The fact that the hood opens requires me to design a cover to replace the console CD player.
The shape of the hole is a little complicated to reproduce visibly, I improvise a technique a little barbaric but has the advantage of walking: I draw the contours on a paper, I color the interior of this form and I scan it. Once imported into the 3D modeling tool, I add the various elements requested by Frakasss:
- location for both USB ports
- six slots for micro-SD cards (he wants to separate his game systems "an SD for PS games, an SD for N64 etc etc.")
- location for an LED and its switch (the SD cards are stored inside, the lighting will allow to choose his card in the dark)

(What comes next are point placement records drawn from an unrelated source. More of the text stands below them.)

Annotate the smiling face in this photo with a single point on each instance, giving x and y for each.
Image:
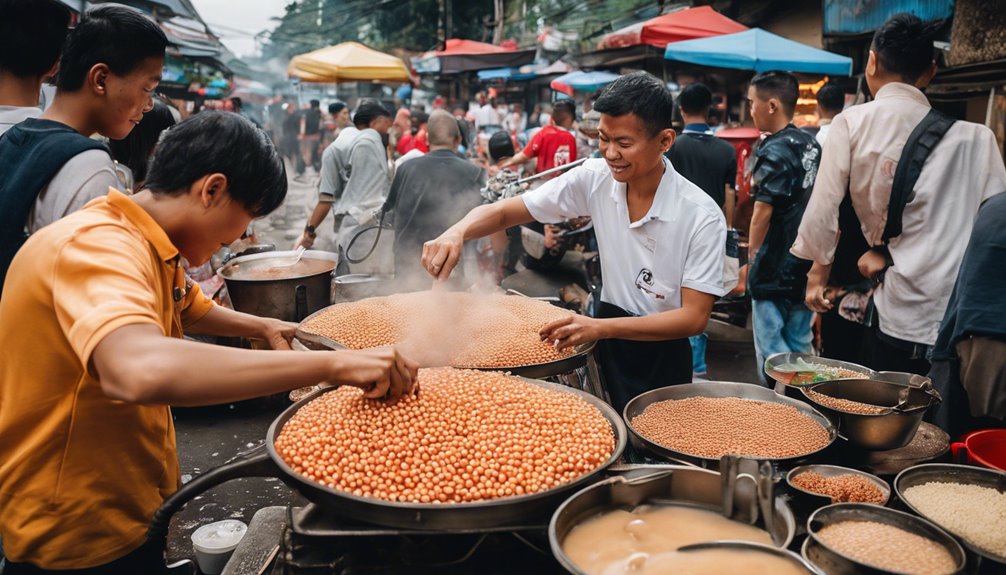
(127, 98)
(629, 148)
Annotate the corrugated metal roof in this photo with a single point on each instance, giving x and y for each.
(859, 16)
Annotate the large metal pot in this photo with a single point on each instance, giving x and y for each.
(289, 298)
(712, 389)
(267, 462)
(663, 485)
(951, 473)
(890, 429)
(833, 562)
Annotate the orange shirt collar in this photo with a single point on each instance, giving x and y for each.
(150, 229)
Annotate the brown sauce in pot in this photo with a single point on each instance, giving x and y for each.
(263, 269)
(640, 541)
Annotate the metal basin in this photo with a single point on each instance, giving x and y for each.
(834, 562)
(783, 379)
(288, 298)
(660, 486)
(947, 472)
(712, 389)
(888, 430)
(812, 500)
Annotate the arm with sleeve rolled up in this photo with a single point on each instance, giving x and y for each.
(817, 238)
(560, 198)
(138, 364)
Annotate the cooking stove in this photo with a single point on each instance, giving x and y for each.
(311, 541)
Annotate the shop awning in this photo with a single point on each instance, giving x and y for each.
(462, 55)
(759, 50)
(688, 24)
(348, 61)
(582, 81)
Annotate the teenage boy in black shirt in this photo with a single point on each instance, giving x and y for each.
(785, 168)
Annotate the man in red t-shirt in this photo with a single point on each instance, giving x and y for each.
(553, 145)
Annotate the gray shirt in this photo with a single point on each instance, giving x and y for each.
(335, 165)
(11, 115)
(84, 177)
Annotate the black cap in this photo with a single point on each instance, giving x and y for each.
(500, 146)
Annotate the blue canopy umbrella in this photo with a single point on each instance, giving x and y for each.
(583, 81)
(758, 50)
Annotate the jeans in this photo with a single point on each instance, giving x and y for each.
(698, 353)
(780, 326)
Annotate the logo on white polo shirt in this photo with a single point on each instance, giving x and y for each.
(644, 280)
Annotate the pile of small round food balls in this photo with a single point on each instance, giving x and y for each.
(447, 328)
(467, 436)
(716, 426)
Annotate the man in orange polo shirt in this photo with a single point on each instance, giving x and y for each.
(91, 324)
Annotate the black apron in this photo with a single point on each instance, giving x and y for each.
(631, 368)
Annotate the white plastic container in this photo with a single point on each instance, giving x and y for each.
(215, 542)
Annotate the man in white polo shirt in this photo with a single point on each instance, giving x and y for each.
(661, 240)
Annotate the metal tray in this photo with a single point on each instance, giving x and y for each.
(714, 389)
(948, 472)
(836, 563)
(533, 371)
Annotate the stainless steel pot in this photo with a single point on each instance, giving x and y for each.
(951, 473)
(265, 461)
(290, 298)
(833, 562)
(888, 430)
(662, 485)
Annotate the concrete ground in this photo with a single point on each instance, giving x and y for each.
(209, 436)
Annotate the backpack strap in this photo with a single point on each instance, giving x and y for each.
(921, 142)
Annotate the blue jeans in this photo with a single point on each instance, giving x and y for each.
(780, 326)
(698, 353)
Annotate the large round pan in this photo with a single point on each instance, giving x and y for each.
(265, 461)
(533, 371)
(713, 389)
(951, 473)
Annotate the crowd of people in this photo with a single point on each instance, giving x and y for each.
(862, 227)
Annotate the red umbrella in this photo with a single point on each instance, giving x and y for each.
(688, 24)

I fix the housing with three screws 6x2mm to put in the drilled holes during the preparation of the hull.
I slightly trimmed the bottom of the big USB block of the double extension so that it does not touch the lower shell when I assemble the two shells. I then used cable ties to hold the cables together.



Button Open
It retains its function and the original mechanism. I have nothing to do on this side.

Button Power
The assembly is simple: the red button goes to the center of the support, the LED goes in front and the capacitor goes behind.
I weld the different elements paying attention to the polarity of the LED [Great paw: +]. No polarity for the capacitor
It's easy to follow the supplier's video instructions.

Button Reset
On the power button support, there is a second slot for the microswitch. I install it, and I weld two threads on it; they will go on Raspberry later.
The Reset button will work with a script available in the Recalbox.

Setting up
I finally put the support in its place, in the lower shell of the console.


Raspberry Pi and wiring

I screw the raspberry on its support and I put the set in the lower shell.
After a passage in painting, I take the different supports and I insert the cables that I then fix on the lower shell.


PCB power supply

The PCB supplied with the Kit is top because it is equipped with variable resistors, you can easily control the power of the LEDs and the speed of ventilation.
The assembly is simple with the video instructions.


LED and Switch of box

I install the switch on the housing and I solder a red wire on one of its legs.
I weld the other end of the red wire to the plus (+) on the power supply PCB (slot reserved for the fan).

I install the LED in the hole provided in the housing.
I'm welding a red wire on the long plus (+) LED
I'm welding the other end of this wire on the second leg of the switch.

I solder a black wire to the short minus (-) side of the LED.
The other end of the black wire goes on the PCB, on slot minus (-) reserved for the fan.

To better locate the cables, I changed the colors: red becomes purple, black becomes blue.


Secure 3D print

Some media still move. I immobilize them with a glue gun.


Controllers slots

Once printed, I insert the two USB cables in the slots and then screw the plates behind.
I then fix them on the lower shell and I connect the USB cables to the Raspberry.



The fan fits into the double bracket that holds both the PCB and the fan. The airflow passes through the console. It cooled in passing the variable resistors and the Raspberry PI 3B +. The air finally comes out through the side vents.
The console is perfectly ventilated.



I use a maximum of cable ties to make the cables stand together.
The lack of space implies a perfect organization; everything must be in order and in its place.



The PlayStation is functional. I present it to Frakasss and he love it!
All the challenges have been met:

- Make the Reset button functional
- Keep the opening button of the functional cover
- Concealing the hole of the CDrom player and exploit the space under the hood
- Properly ventilate the Raspberry PI 3B +
- Manage the space correctly so as not to interfere with the different mechanisms

The management of space was not an obvious step, in the different 'Mod' PlayStation available on the net, the 'Hood' and the 'Reset' button were simply condemned. We carefully studied the layout of the various elements so as not to interfere with the opening and closing mechanisms of the console. I think we did it!


STL Files :

As usual, I put the .STL files in the section SETTINGS.